As a result, tumors remain largely unaffected by the increased T cell levels while the enhanced immune response may cause a lesion at the injection site. “The vaccination site increasingly resembles a viral infection, with lots of damaged tissue and antigens,” Overwijk said.

IFA is a mineral oil-based adjuvant included in many vaccines to accelerate the immune response. “IFA sticks around the vaccination site for up to 3 months, along with the antigen designed to trigger immunity against the tumor,” Overwijk said. “T cells keep attacking and secreting chemokines to call for reinforcements. But it’s an un-killable target; T cells can’t kill mineral oil.”

Few clinical trials of cancer vaccines have examined tumors for evidence of T cell penetration, but those that did found little evidence that T cells were getting where they were needed.
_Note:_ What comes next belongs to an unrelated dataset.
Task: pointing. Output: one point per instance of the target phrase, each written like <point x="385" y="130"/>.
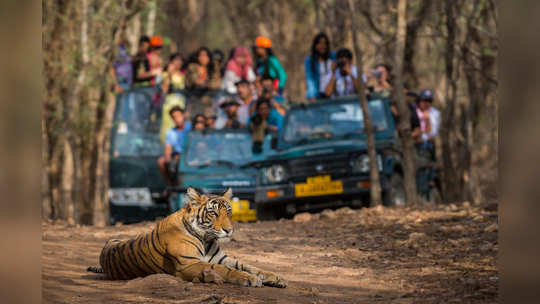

The M. D. Anderson research team compared the effects of vaccination of mice with a gp100 peptide with and without IFA on melanoma-specific CD8-positive T cells. Although T cell blood levels rose after administration of both vaccines, they dropped to undetectable levels within 3 weeks in the mice that received a vaccine containing IFA but persisted in the mice that received the vaccine without IFA. Fluorescent tagging of T cells showed that they were accumulating in the tumor in the mice that had not received IFA and at the injection site in mice that had. At the injection site, T cells became dysfunctional and underwent apoptosis, which resulted in hyporesponsiveness to further vaccination.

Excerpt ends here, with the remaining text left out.